A Comprehensive Study of DCNN Algorithms-based Transfer Learning for Human Eye Cataract Detection

Abstract

This study presents a comparative analysis of different deep convolutional neural network (DCNN) architectures, including VGG19, NASNet, ResNet50, and MobileNetV2, with and without data augmentation, for the automatic detection of cataracts in fundus images. Utilizing hybrid architecture models, namely ResNet50-NASNet and ResNet50+MobileNetV2, which combine two state-of-the-art DCNNs, this research demonstrates their superior performance. Specifically, MobileNetV2 and the combined ResNet50+MobileNetV2 outperform other models, achieving an impressive accuracy of 99.00%. By emphasizing the efficacy of diverse datasets and pre-processing techniques, as well as the potential of pretrained DCNN models, this study contributes to accurate cataract diagnosis.

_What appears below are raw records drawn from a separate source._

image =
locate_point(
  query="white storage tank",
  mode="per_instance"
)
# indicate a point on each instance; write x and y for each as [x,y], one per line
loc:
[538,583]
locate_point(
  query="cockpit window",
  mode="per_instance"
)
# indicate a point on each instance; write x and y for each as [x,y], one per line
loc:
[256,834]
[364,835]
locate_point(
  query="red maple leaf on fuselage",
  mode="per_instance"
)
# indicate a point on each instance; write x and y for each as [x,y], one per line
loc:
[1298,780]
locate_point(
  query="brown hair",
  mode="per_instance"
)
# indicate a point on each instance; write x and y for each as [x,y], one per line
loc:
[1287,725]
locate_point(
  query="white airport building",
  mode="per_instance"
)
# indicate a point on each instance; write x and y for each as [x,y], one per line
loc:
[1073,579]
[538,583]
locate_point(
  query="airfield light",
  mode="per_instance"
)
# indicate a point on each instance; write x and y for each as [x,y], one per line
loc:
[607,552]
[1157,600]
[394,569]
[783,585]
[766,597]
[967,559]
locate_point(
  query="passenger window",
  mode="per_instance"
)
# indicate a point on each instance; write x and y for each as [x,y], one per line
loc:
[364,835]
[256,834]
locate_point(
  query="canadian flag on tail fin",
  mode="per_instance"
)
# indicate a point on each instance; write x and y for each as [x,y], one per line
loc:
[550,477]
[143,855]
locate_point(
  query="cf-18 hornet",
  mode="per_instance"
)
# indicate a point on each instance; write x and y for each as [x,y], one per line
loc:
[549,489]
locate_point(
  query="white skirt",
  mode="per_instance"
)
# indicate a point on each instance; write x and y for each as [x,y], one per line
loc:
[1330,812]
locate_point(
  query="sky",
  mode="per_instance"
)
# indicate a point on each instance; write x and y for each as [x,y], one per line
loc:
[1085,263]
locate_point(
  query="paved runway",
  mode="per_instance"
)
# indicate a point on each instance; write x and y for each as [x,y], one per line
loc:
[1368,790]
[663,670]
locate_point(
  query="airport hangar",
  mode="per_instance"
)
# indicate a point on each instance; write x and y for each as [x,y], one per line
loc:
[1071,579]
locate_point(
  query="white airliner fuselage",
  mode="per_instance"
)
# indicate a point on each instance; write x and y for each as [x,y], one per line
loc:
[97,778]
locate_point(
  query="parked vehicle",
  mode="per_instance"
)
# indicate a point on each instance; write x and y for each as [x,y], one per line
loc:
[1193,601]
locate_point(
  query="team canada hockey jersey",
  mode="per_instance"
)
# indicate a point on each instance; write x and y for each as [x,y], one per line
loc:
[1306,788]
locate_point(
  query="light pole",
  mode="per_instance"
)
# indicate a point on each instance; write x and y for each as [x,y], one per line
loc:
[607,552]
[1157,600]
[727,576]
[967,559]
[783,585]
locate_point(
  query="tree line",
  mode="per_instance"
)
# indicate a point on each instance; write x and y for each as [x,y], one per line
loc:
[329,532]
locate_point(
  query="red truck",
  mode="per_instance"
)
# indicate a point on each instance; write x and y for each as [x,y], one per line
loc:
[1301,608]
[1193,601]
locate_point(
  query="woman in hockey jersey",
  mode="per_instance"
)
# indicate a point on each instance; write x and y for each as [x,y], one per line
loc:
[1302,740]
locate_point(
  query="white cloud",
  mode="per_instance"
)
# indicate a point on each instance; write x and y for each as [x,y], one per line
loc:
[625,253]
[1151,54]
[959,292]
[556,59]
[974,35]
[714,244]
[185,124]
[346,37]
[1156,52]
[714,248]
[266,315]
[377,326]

Furthermore, the proposed system has the potential to reduce reliance on ophthalmologists, decrease the cost of eye check-ups, and improve accessibility to eye care for a wider population. These findings showcase the successful application of deep learning and image processing techniques in the early detection and treatment of various medical conditions, including cataracts, addressing the needs of individuals with diminished vision through ocular images and innovative hybrid architectures.